A intenção da empresa na cidade era de implantar uma área produtiva de insumos ou biotecnologia. “Porém, os estudos demonstraram que esta possibilidade do ponto de vista empresarial é uma atividade de risco. Ou seja, você precisa dispor de capital para investir numa atividade que eventualmente não te dê resultados e, portanto, não fizemos estes investimentos”, explica Oliva.

Investir dinheiro público em uma empresa que pode não dar o resultado desejado a curto prazo é um dos empecilhos para a instalação a unidade em Bauru. Para o superintendente, as limitações de investimento de capital de uma empresa pública foi determinante para que o plano fosse interrompido.

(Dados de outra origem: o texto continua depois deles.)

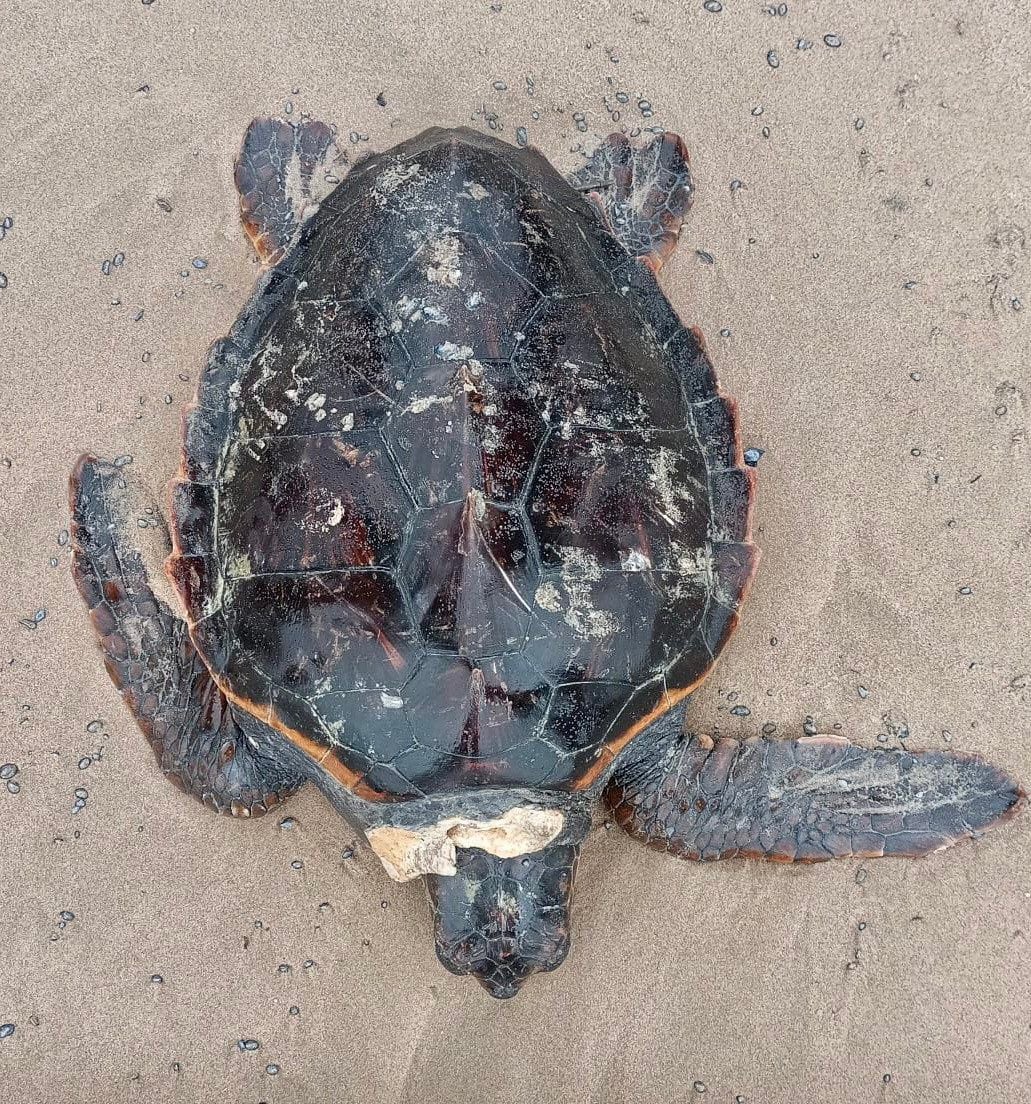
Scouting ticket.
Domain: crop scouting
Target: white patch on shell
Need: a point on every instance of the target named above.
(450, 351)
(408, 852)
(421, 405)
(580, 569)
(393, 177)
(546, 596)
(634, 560)
(475, 191)
(671, 495)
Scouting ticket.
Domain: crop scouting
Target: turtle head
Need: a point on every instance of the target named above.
(502, 920)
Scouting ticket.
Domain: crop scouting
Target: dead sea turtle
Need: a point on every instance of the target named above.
(461, 521)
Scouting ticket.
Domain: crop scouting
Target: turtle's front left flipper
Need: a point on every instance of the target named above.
(808, 799)
(230, 761)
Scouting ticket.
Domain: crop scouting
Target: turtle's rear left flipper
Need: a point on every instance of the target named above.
(807, 799)
(227, 760)
(642, 192)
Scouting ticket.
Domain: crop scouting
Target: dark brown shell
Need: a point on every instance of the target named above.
(460, 502)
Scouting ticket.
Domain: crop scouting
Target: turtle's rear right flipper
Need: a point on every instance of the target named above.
(227, 760)
(282, 178)
(806, 800)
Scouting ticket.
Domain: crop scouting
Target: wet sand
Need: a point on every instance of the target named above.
(861, 289)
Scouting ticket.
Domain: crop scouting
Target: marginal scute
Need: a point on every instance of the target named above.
(460, 505)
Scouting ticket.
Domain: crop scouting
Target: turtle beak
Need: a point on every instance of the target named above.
(501, 920)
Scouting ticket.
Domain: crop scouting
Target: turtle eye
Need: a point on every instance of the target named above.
(464, 954)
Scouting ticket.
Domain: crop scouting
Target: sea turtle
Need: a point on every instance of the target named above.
(461, 521)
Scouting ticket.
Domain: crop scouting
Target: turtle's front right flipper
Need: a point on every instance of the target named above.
(230, 761)
(808, 799)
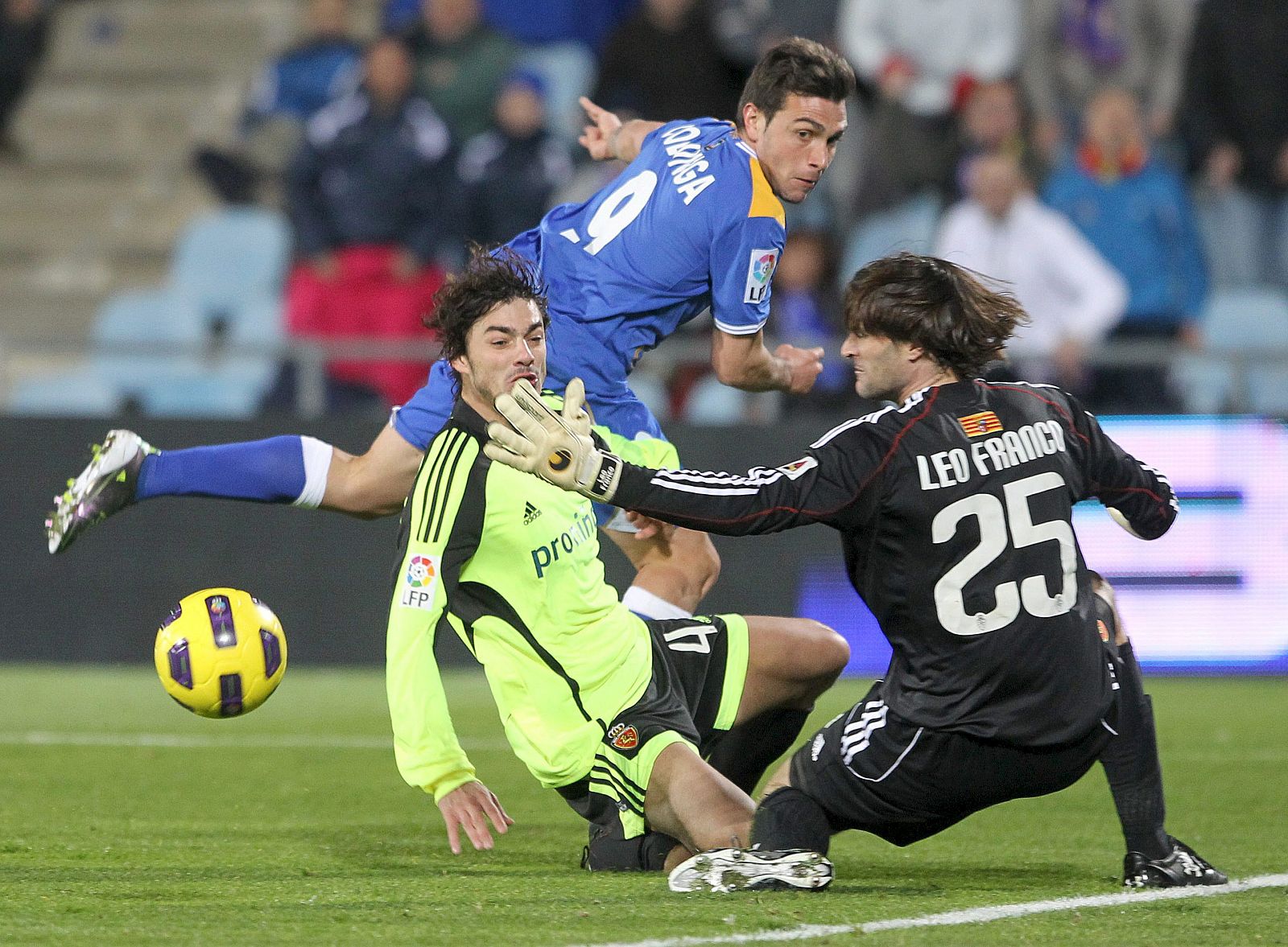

“Uma empresa privada pode investir esse capital de risco e em seguida obter de volta mediante o valor pago pelos seus produtos. Ela pode cobrar a mais. E pode obter retorno muitos anos depois. Na pública, é muito diferente. Aplicar capital de risco significa tirar dinheiro de hoje da assistência para investir numa coisa potencialmente possível de se realizar no futuro. E isso é muito difícil”, pondera.

Por conta da possibilidade da instalação da Furp em Bauru, uma área foi doada à Fundação para o Estudo e Tratamento das Deformidades Craniofaciais (Funcraf) pela empresa Agroquisa - Agroquímica Industrial Ltda, do Grupo Boehringer. Mas Oliva é enfático. “Vamos continuar a discutir, avaliar possibilidades, mas aquela do final de 2005, demos um passo atrás. Vamos continuar a discutir, para caminhar essa parceria de Centrinho, Secretaria de Estado da Saúde, Furp em um processo inovador na região”.

A Furp possui unidades em Guarulhos e Américo Brasiliense e busca aumentar a produção para tender o Governo do Estado e os municípios. De acordo com o superintendente, outra meta da empresa pública é a melhoria da qualidade da assistência farmacêutica.

“Nossa meta é o uso racional de medicamentos para a farmacovigilância e para que a assistência farmacêutica seja parte integrante da atividade de saúde e não somente entregar o remédio na mão da pessoa”, avalia.